Since the garage doors are in and working and since the remainder of my railings are still on back order, Mike and I have moved forward on other projects. Just last Friday I came home early and painted a lot of the farmer's porch trim and puttied some more nail holes. I still have the front facing, exterior farmer's porch trim to putty and paint - but that will have to wait until Mike sets up the ladder for me. Because I'm petrified of heights. (As my good friend Ryan put it, "I'm not afraid of heights - it's just that 'Woe!' feeling you get when you're on top of the ladder.")

Mike, meanwhile, continues to clean up his mechanical hoarding. Last weekend he gave away a set of rims and a giant tire.

And just this week, we're gearing up for warm sunny weekend weather with a couple projects in mind. Just last night, for example, I tidied the camper in preparation for its departure on Friday. Tonight, Mike will install his brake controller so he can safely tow the thing to our friends' house. (Yes, we share the camper.)

This move will free up the gravel driveway so that Mike can use his skid steere to remove all the rocks and fix the grade. (Out and away from the garage this time!) Once this has been accomplished, we'll order a dump load of loam and have it dumped right in the once-gravel driveway area. And this is because....

Next Sunday the 8th, Mike is borrowing a bigger machine from some friends of his to grade the backyard and spread the loam. (Nothing says Happy Mom's Day more then big machinery....) And I know we previously decided NOT to re-grade... but Mike has the opportunity to borrow the machine for free and we're eager to dig below and cover up any broken glass and debris leftover from last year's vehicle headaches and trash burying of years past. SO, there ya go.

Additionally, Friday or Saturday night, Mike is going to pick up stain and the porch staining machine. (Three non-rainy days in a row? Yup, I'll stain for that.) Tonight and/or tomorrow night, my task will be to clean off the porch in preparation. And hopefully with the machine, it won't take too much time once we get started either.


Stay tuned - this renovation freight train is coming through....

A Girl with a Rake and a Dream

We had some unseasonably warm weather over the weekend. Or was it seasonable? Winter has been so terrible that I've lost all concept of normal. BUT, seasonable or not, I was motivated by my own summer backyard photoshopping to get out there in the yard and make things happen!
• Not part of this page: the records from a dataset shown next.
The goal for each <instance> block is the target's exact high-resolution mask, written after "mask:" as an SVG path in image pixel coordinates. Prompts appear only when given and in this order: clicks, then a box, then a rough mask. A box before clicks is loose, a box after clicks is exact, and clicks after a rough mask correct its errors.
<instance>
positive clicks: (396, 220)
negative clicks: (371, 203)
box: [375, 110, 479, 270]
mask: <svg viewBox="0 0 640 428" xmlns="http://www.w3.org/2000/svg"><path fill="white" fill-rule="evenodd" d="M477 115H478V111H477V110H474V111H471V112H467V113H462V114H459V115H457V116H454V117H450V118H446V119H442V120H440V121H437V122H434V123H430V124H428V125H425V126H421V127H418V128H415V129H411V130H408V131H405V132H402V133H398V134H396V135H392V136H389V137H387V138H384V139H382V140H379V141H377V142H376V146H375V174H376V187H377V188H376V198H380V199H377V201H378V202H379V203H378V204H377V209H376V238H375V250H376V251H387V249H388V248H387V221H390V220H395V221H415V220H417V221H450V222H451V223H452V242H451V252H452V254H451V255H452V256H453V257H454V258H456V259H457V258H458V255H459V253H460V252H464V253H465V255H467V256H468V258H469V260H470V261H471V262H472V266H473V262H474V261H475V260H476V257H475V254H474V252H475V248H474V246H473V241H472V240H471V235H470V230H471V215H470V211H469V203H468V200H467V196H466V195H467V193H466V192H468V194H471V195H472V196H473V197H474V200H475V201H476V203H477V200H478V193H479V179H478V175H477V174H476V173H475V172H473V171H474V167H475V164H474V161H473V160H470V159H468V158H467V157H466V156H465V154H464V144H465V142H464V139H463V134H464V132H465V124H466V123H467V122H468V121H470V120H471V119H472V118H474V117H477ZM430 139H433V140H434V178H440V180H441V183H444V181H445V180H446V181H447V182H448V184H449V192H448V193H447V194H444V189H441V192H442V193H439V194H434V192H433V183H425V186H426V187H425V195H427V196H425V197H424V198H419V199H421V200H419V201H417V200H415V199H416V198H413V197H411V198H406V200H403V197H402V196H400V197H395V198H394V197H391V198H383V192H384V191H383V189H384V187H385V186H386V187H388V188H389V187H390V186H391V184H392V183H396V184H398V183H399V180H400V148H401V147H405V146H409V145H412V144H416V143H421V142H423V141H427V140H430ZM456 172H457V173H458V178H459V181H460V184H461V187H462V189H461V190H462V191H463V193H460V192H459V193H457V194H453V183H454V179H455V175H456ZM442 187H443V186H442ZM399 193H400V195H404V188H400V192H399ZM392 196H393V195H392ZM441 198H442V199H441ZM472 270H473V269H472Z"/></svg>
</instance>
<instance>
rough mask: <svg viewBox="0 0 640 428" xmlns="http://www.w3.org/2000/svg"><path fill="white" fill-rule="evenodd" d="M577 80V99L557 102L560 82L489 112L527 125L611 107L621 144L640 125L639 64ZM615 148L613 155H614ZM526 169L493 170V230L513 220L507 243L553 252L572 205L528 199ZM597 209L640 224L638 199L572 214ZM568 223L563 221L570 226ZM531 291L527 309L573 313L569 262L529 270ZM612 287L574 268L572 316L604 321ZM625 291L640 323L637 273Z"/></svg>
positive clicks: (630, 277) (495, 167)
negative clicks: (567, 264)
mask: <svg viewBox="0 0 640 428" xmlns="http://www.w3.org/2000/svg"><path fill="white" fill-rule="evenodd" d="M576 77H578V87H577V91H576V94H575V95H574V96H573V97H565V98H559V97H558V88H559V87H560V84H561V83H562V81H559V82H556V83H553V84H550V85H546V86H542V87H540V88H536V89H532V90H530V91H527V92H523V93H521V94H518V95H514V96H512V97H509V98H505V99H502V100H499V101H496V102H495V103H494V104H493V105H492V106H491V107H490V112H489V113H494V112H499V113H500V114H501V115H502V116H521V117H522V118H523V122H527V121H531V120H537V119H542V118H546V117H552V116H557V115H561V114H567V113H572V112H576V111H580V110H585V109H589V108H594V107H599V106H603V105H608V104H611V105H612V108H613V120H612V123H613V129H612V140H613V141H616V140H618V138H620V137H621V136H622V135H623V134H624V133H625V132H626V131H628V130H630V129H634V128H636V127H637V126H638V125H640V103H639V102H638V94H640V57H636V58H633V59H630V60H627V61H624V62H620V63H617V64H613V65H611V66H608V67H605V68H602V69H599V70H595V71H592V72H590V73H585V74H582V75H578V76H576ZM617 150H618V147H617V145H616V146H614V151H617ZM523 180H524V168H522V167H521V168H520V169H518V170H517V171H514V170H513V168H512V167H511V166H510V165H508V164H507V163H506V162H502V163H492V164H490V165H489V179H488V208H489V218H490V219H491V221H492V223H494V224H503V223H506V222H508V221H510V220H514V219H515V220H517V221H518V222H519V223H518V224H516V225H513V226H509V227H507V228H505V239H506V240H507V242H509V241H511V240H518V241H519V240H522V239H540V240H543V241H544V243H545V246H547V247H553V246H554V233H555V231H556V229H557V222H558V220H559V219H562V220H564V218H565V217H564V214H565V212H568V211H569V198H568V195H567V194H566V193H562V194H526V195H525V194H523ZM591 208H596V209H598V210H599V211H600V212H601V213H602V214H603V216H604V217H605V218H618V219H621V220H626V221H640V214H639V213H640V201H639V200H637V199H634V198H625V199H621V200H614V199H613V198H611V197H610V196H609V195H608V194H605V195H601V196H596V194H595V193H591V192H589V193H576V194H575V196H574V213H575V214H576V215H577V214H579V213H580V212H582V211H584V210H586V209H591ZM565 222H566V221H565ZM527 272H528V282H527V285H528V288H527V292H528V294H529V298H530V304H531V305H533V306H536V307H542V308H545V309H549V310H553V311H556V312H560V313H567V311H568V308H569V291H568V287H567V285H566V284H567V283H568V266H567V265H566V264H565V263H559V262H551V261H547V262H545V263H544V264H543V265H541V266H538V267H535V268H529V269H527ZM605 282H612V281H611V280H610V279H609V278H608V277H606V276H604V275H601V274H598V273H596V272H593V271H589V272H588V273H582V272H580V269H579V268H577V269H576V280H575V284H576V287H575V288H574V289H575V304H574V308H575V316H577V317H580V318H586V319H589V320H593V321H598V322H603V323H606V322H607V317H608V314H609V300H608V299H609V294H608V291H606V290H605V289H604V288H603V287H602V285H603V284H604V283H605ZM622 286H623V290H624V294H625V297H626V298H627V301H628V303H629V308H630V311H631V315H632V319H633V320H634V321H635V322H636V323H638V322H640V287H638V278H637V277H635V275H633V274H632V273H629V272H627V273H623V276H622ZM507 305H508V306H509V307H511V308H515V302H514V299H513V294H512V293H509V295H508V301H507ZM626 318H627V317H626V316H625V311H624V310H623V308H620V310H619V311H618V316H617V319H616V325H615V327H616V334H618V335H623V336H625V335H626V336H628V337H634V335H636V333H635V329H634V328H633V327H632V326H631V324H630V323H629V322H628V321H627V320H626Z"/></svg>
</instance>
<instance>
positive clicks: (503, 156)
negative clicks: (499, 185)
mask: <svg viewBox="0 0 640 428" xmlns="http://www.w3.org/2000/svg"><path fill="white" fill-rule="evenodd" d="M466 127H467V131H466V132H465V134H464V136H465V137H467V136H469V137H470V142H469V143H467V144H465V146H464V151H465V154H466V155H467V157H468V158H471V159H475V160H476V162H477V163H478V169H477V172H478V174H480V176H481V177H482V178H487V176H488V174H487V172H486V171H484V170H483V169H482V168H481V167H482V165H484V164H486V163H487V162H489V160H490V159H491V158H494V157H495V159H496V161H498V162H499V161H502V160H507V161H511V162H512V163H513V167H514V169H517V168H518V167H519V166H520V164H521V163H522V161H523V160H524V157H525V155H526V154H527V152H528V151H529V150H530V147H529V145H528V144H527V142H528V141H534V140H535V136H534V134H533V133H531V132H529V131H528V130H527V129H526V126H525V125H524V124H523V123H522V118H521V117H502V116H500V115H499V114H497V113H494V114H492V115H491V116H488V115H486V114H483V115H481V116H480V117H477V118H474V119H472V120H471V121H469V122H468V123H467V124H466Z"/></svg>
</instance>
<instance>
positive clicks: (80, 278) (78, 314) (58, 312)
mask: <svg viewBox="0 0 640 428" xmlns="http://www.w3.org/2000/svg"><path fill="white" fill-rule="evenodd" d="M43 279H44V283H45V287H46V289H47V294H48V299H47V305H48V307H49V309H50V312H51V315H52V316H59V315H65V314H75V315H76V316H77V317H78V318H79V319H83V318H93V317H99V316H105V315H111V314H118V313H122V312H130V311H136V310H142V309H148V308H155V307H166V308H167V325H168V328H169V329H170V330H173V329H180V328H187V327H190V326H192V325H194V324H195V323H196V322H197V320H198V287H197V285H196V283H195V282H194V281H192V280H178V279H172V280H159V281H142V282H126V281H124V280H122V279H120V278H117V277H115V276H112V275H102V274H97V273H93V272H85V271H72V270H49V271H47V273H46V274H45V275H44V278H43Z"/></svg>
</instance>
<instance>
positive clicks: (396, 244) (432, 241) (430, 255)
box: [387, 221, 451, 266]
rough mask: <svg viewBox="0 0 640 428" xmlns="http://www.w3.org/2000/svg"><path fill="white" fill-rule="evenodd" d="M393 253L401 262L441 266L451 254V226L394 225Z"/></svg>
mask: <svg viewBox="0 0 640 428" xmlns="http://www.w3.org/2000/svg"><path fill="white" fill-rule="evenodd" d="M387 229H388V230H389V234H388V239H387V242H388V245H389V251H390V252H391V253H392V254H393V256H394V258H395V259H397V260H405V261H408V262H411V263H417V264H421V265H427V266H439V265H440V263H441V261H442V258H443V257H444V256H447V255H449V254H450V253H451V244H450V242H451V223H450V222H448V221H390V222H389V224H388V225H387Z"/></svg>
First, I cleaned up and organized some of the JUNK around the garage. (Remember last year when I totally cleared and cleaned up both sides of the garage for painting... yeah, both sides have become a dumping ground yet again.)

Then, I dug out my handy dandy rake... oh wait, I didn't need to dig it out. It was on the side of the garage. Nevertheless, rake in hand, I set myself on the back of the backyard. (You know, the skid steere/trailer parking area.) And I raked until my blisters popped and then kept on raking. Then I went inside and baked cookies. (Oh, the strange and random life I lead...)

So with probably near to two or two and a half hours of sheer raking agony, you'd probably expect that I'd have finished the entire back of the back yard. Wrong. I finished half of the back of the back. And not even the most horrendous half. Looming just to the other side I have more then just leaves and sticks to contend with. I have logs! As in, there used to be a log pile there a million years ago. And there are still some gross old logs hanging out under a buncha gross old leaves.

I've got to find out whether or not the logs are salvageable, and if so, make a new and neat pile. If not, I need to chuck them down the hill with all the leaves and sticks. And if that wasn't bad enough, this section of yard has NEVER been nice. The good twin next door used to be lush, shady, grassy, and wonderful. Its evil twin has been leaf'd upon, log'd upon, and neglected for eons. And that means layer upon layer of disgusting old leaves, decomposing logs, prickers, bugs, and possible snakes/frogs... all the more reason to get a-rakin before spring really springs back.

Mike has some strange notion that come spring, he's going to re-grade the entire garage area so the garage doesn't flood again with snow melt and heavy rain. You know what I've got to say to that... Uh-huh. Not that I'm not in favor of such a thing. In fact, when I was cleaning the yard, I discovered that over the winter, Mike dug a huge hole in the yard to get sand with which to spread over the then icy driveway! And so now I have a freakin huge hole to contend with.

And I'm wondering if I should just bring in the pro's with a skid steere that doesn't have street tires on it that dig in and ruin the lawn. Grade the yard, fix the hole, push the malarkey down the hill, and then spread loam so we can seed. I wonder how much it would cost? I can't remember how much it was when we had Nick Mitchell grade the front after the house lift.... but I remember how incredibly happy I was with the work.

Like I said before, Uh-huh.

In the short term, I need to have Mike move the camper back to the gravel driveway now that Dodge #2 is gone. Then, I need to finish raking the back of the back and move on to the front/mid of the back. And I want to buy those two trees this spring too.